HC directs removal of illegally constructed police station
Srinagar November 05: The High Court today directed the deputy commissioner (DC) Kulgam to remove a police station constructed in violation of law on an irrigation canal in Qaimuh Kulgam.
A division bench comprising Justices A M Magray and Rashid Ali Dar directed: “DC Kulgam shall ensure that no construction is raised on the irrigation canal and in case it is found that any construction is raised on spot, the same shall be removed”.
Initiating suo moto proceedings following directions of the Supreme Court of India on the survival of wetlands in the country, the High Court was informed today by G A Lone (counsel in a related petition) that the DC Kulgam was directed to visit Qaimuh where a police station has been constructed on the land belonging to an irrigation canal.
The counsel said that the Commissioner had been directed to take steps for the removal of the illegal police station.
“He has not taken any step for elimination of this police encroachment” he said.
The court accordingly directed removal of the intrusion.
The High Court had previously directed the state government to file a report on steps being taken for preservation of wetlands in the state.

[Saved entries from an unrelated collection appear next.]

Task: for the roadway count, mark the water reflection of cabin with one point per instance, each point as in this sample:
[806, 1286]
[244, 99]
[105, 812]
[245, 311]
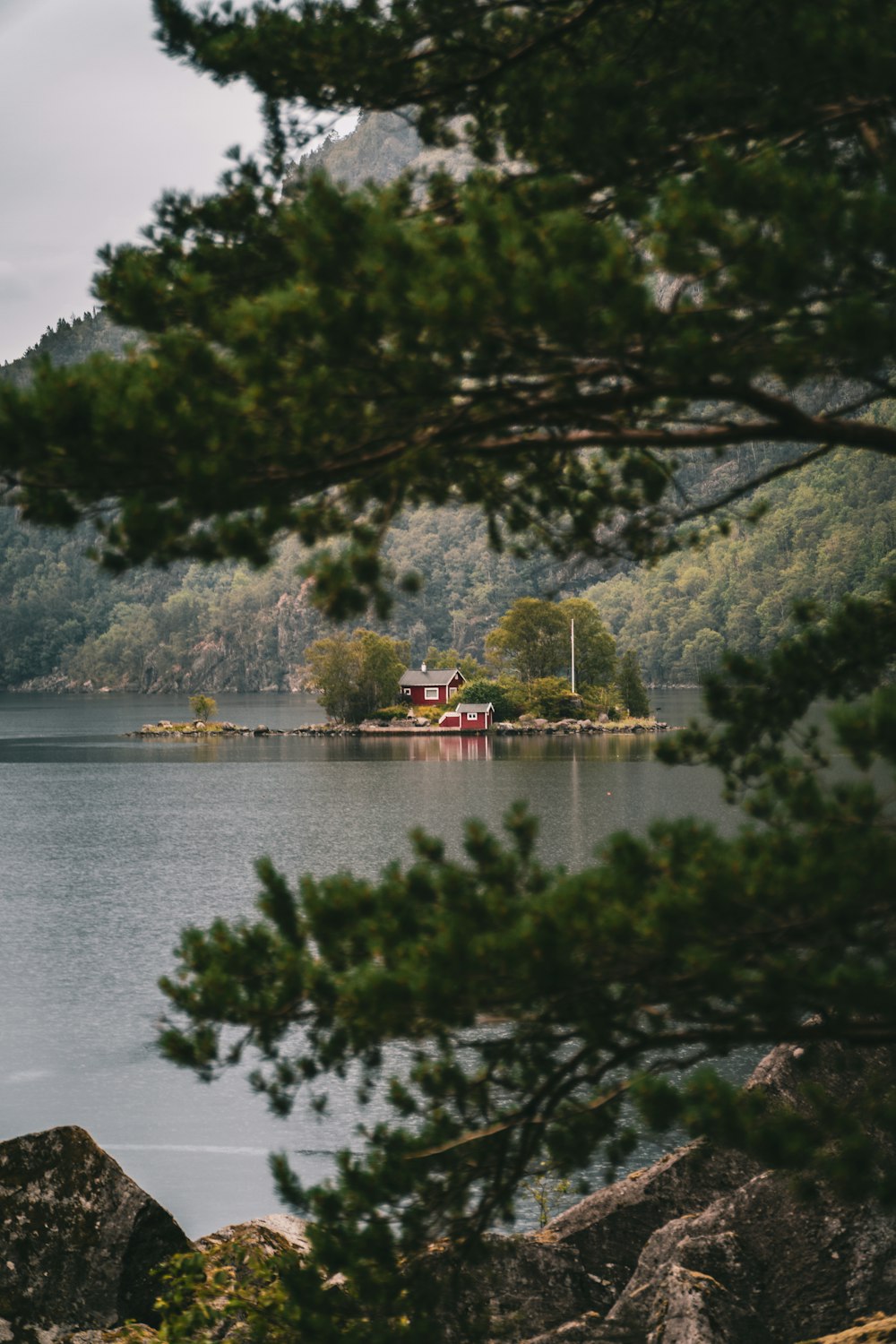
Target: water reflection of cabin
[435, 687]
[469, 718]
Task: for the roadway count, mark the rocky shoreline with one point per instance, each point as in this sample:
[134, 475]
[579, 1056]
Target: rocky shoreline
[702, 1247]
[164, 728]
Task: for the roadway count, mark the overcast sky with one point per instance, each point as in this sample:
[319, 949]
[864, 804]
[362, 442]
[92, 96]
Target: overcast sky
[96, 124]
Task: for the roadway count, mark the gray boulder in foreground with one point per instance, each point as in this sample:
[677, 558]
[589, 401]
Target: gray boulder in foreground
[78, 1238]
[707, 1247]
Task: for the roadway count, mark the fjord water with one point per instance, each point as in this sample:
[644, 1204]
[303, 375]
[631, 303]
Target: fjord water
[110, 844]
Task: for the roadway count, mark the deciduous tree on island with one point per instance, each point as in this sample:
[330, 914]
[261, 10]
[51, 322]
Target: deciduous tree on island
[681, 237]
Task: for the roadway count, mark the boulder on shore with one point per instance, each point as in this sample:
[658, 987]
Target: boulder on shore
[78, 1238]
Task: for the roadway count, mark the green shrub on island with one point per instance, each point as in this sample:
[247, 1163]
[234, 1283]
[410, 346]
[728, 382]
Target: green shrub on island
[203, 707]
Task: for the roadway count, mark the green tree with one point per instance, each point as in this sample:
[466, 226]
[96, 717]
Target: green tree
[357, 674]
[203, 707]
[508, 701]
[532, 639]
[632, 688]
[552, 696]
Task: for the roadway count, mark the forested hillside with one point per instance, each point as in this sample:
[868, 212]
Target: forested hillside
[829, 532]
[62, 621]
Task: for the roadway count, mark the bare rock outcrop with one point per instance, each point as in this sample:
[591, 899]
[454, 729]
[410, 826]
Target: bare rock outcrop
[78, 1238]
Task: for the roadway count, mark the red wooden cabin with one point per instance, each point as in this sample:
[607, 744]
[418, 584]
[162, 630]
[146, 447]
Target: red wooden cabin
[435, 687]
[469, 718]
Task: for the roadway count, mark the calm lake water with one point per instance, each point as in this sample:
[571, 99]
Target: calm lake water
[109, 846]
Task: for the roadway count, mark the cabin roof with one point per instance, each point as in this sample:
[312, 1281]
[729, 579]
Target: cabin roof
[438, 676]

The High Court filled a PIL (suo motu) after the Supreme Court on April 3, 2017 directed all high courts to monitor the progress and management of wetland areas besides monitoring public funds spent for this purpose by the government.
The Centre was also asked to take adequate measures for preservation of the nearly 2 lakh wetlands in the country.
M K Balakrishanan, a petitioner in the Supreme Court has stated that there is a possibility that some of the wetlands may disappear with the passage of time, due to neglect and indifference by the authorities, who may connive at constant encroachment.
The J&K High Court accordingly directed the state government to include all the 1230 wetlands existing in the state for consideration of preservation and sustainable use in addition to the wetlands identified under Ramsar Convention.
J&K has only a few wetlands including, Hokersar, Wular, Mansar and Tso Moriri treated as spots of international heritage under Ramsar Convention on wetlands.
The Court observed that the importance of preservation of wetlands and water bodies cannot be underestimated.
A regulatory mechanism for all the wetlands should be set up so as to maintain their ecological character and ultimately support their integrated management in the three regions of the state, it advised.